# AlphaGoZero

Want to make DFL better?
We welcome suggestions and improvements.

Thank you to Marc Lanctot, Hugo Larochelle, Katherine Lee, and Tim Lillicrap for contributions to this guide.

Additionally, this would not have been possible without the generous support of Prof. Joan Bruna and his class at NYU, The Mathematics of Deep Learning. Special thanks to him, as well as Martin Arjovsky, my colleague in leading this recitation, and my fellow students Ojas Deshpande, Anant Gupta, Xintian Han, Sanyam Kapoor, Chen Li, Yixiang Luo, Chirag Maheshwari, Zsolt Pajor-Gyulai, Roberta Raileanu, Ryan Saxe, and Liang Zhuo.
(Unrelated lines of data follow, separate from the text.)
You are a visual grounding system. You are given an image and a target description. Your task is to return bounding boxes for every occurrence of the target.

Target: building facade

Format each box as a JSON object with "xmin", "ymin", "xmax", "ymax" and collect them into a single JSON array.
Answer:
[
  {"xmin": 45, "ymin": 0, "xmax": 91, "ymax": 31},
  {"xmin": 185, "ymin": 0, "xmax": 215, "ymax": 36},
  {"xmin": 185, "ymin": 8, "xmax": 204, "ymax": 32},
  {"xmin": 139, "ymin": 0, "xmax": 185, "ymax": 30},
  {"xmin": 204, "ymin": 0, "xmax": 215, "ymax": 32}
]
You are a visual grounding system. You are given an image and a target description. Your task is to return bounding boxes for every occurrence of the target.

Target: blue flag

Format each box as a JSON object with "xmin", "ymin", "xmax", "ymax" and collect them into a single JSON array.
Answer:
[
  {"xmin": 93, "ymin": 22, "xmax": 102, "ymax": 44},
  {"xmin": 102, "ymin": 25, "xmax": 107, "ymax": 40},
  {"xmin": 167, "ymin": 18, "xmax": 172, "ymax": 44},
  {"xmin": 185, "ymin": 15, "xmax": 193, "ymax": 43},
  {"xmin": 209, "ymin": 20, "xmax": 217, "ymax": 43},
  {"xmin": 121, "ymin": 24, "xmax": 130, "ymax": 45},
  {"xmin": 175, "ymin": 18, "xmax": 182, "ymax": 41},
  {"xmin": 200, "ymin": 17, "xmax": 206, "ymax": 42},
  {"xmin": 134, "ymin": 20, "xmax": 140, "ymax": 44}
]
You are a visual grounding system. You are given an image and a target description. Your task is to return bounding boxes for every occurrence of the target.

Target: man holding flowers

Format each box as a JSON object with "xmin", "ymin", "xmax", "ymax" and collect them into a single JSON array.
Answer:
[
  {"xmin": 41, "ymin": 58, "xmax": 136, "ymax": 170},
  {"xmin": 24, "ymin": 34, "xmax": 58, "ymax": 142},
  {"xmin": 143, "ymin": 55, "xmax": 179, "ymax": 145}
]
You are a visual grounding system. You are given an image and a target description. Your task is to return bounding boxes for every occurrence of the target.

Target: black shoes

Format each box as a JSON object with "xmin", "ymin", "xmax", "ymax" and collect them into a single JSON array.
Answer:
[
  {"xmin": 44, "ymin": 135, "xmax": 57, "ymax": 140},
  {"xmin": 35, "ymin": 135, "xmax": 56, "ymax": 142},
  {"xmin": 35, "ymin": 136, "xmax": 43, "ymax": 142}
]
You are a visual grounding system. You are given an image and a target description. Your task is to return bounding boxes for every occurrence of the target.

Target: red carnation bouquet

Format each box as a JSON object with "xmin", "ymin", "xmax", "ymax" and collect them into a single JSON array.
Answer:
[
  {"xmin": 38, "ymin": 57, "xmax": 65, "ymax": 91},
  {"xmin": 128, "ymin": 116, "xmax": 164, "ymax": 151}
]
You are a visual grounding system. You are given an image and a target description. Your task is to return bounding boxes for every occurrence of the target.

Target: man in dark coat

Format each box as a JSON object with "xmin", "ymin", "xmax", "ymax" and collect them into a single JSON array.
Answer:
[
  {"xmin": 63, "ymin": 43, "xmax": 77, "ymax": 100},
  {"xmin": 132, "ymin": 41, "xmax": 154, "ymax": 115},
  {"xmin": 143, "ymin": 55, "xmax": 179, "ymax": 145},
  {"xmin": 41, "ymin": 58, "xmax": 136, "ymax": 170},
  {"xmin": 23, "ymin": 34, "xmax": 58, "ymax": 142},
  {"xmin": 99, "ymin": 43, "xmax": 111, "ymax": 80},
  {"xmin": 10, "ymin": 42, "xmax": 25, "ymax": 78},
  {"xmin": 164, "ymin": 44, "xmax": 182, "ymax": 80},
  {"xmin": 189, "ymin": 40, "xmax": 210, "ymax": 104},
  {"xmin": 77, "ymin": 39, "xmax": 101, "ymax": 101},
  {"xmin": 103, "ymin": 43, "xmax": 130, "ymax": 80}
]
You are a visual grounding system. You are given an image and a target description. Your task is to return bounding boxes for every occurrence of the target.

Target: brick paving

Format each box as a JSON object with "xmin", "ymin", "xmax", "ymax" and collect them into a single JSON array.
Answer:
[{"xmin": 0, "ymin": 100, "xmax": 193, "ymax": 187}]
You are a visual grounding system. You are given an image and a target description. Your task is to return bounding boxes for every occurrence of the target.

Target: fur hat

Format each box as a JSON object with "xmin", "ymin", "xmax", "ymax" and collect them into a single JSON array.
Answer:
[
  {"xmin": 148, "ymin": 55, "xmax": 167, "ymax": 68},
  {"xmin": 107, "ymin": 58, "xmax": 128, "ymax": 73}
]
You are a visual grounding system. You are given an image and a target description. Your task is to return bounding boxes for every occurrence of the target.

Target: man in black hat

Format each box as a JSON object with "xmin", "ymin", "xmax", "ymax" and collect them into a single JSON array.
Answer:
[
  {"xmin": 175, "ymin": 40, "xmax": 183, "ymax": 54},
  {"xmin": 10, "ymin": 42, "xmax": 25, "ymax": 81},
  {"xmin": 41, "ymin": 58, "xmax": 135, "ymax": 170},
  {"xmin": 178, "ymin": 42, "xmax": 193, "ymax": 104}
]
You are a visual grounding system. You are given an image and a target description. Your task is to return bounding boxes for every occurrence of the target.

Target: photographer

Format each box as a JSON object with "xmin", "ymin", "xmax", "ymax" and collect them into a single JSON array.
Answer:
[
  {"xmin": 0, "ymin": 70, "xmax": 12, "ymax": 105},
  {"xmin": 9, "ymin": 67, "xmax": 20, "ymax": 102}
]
Concepts used in AlphaGoZero. Click to navigate.

# Why

AlphaGoZero was a big splash when it debuted and for good reason. The grand effort was led by David Silver at DeepMind and was an extension of work that he started during his PhD. The main idea is to solve the game of Go and the approach taken is to use an algorithm called Monte Carlo Tree Search (MCTS). This algorithm acts as an expert guide to teach a deep neural network how to approximate the value of each state. The convergence properties of MCTS provides the neural network with a founded way to reduce the search space.

In this curriculum, you will focus on the study of two-person zero-sum perfect information games and develop understanding so that you can completely grok AlphaGoZero.

# 1 Minimax & Alpha Beta Pruning

Motivation: Minimax and Alpha-Beta Pruning are original ideas that blossomed from the study of games starting in the 50s. To this day, they are components in strong game-playing computer engines like Stockfish. In this class, we will go over these foundations, learn from Prof. Knuth’s work analyzing their properties, and prove that these algorithms are theoretically sound solutions to two-player games.

Topics:

1. Perfect Information Games.
2. Minimax.
3. Alpha-Beta Pruning.

1. Cornell Recitation on Minimax & AB Pruning.
2. Knuth: Section 6 (Theorems 1&2, Corollaries 1&3).

Questions:

1. Knuth: Show that AlphaBetaMin $= G2(p, \alpha, \beta) = -F2(p, -\beta, -\alpha) = -$AlphaBetaMax. (p. 300)
Solution

If $$d = 0$$, then $$F2(p, \alpha, \beta) = f(p)$$ and $$G2(p, -\alpha, -\beta) = g(p) = -f(p)$$ as desired, where the last step follows from equation 2 on p. 295.

Otherwise, $$d > 0$$ and we proceed by induction on the height $$h$$. The base case of $$h = 0$$ is trivial because then the tree is a single root and consequently is the $$d = 0$$ case. Assume it is true for height $$< h$$, then for $$p$$ of height $$h$$, we have that $$m = a$$ at the start of $$F2(p, \alpha, \beta)$$ and $$m\prime = -\alpha$$ at the start of $$G2(p, -\beta, -\alpha)$$. So $$m = -m\prime$$.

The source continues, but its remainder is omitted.